At most, 1 in 10 people have ever used ChatGPT.
This is like saying Social Networking is MySpace's to lose. Not really. Most people hadn't heard of Social Media or MySpace when MySpace was already huge and - by far - the biggest player.
It is likely easier for Facebook, Apple, Microsoft, or Google to introduce >50% of the population to an LLM than for ChatGPT to get from ~2.5% to >50%.
ChatGPT monthly users is about 1 in 40 people, by the way.
Does that mean ChatGPT is doomed to fail. No.
ChatGPT could easily be the winner.
But declaring the race over unless ChatGPT blows both its legs off seems very premature.
> This is like saying Social Networking is MySpace's to lose
But it was. If MySpace had evolved, and stayed ahead of trends, and cannibalized their own products, and really understood the value of social networks... they could have leveraged their initial lead to a dominant position.
Saying the market is ChatGPT's to lose does not mean they can be lazy or incompetent or even just merely good.
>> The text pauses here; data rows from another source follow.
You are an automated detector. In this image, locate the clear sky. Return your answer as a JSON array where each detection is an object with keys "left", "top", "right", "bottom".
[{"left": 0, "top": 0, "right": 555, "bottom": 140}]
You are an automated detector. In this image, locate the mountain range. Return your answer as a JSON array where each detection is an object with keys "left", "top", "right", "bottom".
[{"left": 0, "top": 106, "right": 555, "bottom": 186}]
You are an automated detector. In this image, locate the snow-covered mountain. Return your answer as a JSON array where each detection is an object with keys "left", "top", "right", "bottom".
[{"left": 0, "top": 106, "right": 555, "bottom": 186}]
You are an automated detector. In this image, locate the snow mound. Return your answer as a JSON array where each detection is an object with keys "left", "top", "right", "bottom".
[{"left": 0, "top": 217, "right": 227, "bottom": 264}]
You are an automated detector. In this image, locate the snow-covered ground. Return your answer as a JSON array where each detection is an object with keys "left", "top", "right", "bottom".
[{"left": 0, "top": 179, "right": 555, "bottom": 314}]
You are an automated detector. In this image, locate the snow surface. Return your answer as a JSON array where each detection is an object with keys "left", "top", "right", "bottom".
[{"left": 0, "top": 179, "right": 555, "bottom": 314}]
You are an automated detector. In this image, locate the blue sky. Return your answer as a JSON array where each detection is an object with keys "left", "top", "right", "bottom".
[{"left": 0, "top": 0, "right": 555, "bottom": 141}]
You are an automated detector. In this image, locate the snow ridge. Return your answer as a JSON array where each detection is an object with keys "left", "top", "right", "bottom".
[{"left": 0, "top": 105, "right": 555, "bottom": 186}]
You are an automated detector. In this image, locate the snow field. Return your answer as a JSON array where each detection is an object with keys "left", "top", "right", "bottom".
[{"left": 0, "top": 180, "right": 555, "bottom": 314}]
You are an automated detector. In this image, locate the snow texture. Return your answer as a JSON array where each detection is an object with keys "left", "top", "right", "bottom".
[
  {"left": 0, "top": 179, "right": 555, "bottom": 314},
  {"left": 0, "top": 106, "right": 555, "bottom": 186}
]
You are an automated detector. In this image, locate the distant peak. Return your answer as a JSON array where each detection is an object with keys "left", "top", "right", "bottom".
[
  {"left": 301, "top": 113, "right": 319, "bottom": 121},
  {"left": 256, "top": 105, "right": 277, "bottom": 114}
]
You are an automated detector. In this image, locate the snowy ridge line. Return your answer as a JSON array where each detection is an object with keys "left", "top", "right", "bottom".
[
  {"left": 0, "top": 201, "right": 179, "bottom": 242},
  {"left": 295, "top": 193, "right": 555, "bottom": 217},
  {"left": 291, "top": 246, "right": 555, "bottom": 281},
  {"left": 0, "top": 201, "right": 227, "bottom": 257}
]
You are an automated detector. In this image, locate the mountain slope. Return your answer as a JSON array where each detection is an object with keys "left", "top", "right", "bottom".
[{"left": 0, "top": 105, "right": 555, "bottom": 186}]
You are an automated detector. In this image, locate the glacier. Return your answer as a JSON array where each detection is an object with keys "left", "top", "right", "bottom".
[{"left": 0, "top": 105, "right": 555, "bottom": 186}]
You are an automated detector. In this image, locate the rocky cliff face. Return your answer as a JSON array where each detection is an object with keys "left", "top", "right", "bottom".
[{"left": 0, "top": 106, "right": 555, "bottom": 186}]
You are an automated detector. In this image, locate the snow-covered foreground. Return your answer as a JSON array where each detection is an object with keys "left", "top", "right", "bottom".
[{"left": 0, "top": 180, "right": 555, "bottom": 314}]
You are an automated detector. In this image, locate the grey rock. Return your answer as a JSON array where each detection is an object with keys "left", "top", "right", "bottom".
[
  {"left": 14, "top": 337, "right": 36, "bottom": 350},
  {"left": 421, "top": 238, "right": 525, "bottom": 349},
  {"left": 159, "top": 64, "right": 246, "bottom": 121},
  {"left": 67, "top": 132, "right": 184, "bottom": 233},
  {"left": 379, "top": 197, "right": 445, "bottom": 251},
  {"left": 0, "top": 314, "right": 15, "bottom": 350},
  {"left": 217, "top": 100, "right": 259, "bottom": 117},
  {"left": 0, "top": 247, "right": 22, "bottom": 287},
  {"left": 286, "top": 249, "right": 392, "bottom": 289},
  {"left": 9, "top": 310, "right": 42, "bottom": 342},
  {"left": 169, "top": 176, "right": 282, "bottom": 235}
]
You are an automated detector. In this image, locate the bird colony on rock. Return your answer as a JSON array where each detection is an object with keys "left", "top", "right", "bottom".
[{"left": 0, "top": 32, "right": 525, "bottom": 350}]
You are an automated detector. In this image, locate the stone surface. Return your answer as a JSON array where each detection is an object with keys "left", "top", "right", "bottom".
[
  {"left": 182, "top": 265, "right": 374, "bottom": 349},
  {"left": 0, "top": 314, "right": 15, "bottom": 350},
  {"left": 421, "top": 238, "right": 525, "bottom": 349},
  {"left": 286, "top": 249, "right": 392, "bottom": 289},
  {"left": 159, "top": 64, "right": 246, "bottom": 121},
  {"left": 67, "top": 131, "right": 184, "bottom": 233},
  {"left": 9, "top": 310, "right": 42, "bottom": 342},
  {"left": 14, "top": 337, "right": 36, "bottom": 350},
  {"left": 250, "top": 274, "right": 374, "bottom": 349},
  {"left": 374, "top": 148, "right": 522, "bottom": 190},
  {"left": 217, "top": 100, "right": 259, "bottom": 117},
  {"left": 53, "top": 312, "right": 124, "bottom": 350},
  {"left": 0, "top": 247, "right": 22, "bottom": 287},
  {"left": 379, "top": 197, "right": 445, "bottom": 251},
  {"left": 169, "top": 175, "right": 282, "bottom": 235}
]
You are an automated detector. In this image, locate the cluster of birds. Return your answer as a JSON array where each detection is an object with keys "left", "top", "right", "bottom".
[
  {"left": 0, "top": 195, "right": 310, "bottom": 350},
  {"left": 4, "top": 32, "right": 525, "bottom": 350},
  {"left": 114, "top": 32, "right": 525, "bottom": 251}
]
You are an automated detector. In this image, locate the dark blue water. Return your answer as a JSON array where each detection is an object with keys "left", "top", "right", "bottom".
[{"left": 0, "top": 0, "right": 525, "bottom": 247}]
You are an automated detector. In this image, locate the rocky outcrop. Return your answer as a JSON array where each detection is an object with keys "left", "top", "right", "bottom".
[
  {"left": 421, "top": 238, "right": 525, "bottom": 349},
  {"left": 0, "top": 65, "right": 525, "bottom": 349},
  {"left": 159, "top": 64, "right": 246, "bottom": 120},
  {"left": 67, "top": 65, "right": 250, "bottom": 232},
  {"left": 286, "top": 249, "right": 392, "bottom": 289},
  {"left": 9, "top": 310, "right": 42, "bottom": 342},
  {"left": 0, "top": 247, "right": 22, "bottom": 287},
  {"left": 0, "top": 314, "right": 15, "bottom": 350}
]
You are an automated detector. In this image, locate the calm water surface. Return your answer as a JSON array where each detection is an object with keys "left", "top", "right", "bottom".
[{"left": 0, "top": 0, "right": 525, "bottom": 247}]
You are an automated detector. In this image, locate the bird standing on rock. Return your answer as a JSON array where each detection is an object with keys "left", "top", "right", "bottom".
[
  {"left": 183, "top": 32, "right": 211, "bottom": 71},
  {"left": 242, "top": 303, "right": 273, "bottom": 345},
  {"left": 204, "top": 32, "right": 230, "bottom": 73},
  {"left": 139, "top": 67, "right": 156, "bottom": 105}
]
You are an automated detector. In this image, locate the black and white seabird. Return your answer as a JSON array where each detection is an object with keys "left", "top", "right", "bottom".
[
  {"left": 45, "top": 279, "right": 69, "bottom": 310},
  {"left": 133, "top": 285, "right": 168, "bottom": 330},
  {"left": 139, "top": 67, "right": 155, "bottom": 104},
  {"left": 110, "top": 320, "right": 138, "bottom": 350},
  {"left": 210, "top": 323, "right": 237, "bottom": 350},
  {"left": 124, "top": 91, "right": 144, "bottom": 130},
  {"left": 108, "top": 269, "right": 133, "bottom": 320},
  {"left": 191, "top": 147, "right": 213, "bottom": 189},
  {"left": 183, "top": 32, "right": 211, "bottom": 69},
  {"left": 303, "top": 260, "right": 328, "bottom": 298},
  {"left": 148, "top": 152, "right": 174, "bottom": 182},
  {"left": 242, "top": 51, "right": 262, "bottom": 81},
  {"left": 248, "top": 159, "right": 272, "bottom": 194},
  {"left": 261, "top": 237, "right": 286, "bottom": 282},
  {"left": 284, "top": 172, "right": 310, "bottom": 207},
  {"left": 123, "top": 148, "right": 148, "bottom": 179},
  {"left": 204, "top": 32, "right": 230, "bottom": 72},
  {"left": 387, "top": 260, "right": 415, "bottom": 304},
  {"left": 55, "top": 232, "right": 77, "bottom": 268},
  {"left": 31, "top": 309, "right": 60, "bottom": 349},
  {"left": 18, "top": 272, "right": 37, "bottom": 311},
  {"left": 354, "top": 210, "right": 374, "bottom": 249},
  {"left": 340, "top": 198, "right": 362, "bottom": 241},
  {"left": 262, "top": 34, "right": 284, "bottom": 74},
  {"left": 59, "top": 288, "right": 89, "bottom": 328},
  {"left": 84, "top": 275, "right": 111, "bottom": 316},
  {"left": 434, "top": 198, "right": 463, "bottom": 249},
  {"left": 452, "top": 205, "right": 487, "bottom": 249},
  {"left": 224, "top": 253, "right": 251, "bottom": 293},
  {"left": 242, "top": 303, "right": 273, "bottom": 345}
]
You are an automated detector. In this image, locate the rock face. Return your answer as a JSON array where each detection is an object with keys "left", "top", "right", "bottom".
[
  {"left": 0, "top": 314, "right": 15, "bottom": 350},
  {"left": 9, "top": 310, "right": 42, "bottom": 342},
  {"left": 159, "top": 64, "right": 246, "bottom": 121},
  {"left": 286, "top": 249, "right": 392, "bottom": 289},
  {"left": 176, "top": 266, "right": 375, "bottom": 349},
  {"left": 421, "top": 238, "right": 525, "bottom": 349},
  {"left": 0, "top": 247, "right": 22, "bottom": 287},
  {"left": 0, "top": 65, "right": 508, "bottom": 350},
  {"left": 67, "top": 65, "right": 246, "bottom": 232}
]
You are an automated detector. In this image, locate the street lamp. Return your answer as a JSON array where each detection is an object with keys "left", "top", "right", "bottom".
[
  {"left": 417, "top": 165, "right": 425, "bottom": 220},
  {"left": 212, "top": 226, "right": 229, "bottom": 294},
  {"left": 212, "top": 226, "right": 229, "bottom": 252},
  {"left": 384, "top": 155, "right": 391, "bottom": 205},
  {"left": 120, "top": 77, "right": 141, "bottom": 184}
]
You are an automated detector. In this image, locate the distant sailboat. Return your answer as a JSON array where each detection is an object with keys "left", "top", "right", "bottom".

It means that all things equal, if OpenAI executes at an equal level to their competitors, ChatGPT will win.
It's like saying a marathon is the front-runner's race to lose. It's simply true. It does not mean the race is over.
>The AVERAGE person still does not even know what ChatGPT is.
Who is "the average person" here ?
How unknown do you think the site that got over 3.7B visits (#8 in internet worldwide traffic) last month is ?
The idea that chatgpt is this unknown thing doesn't hold up to any scrutiny at all.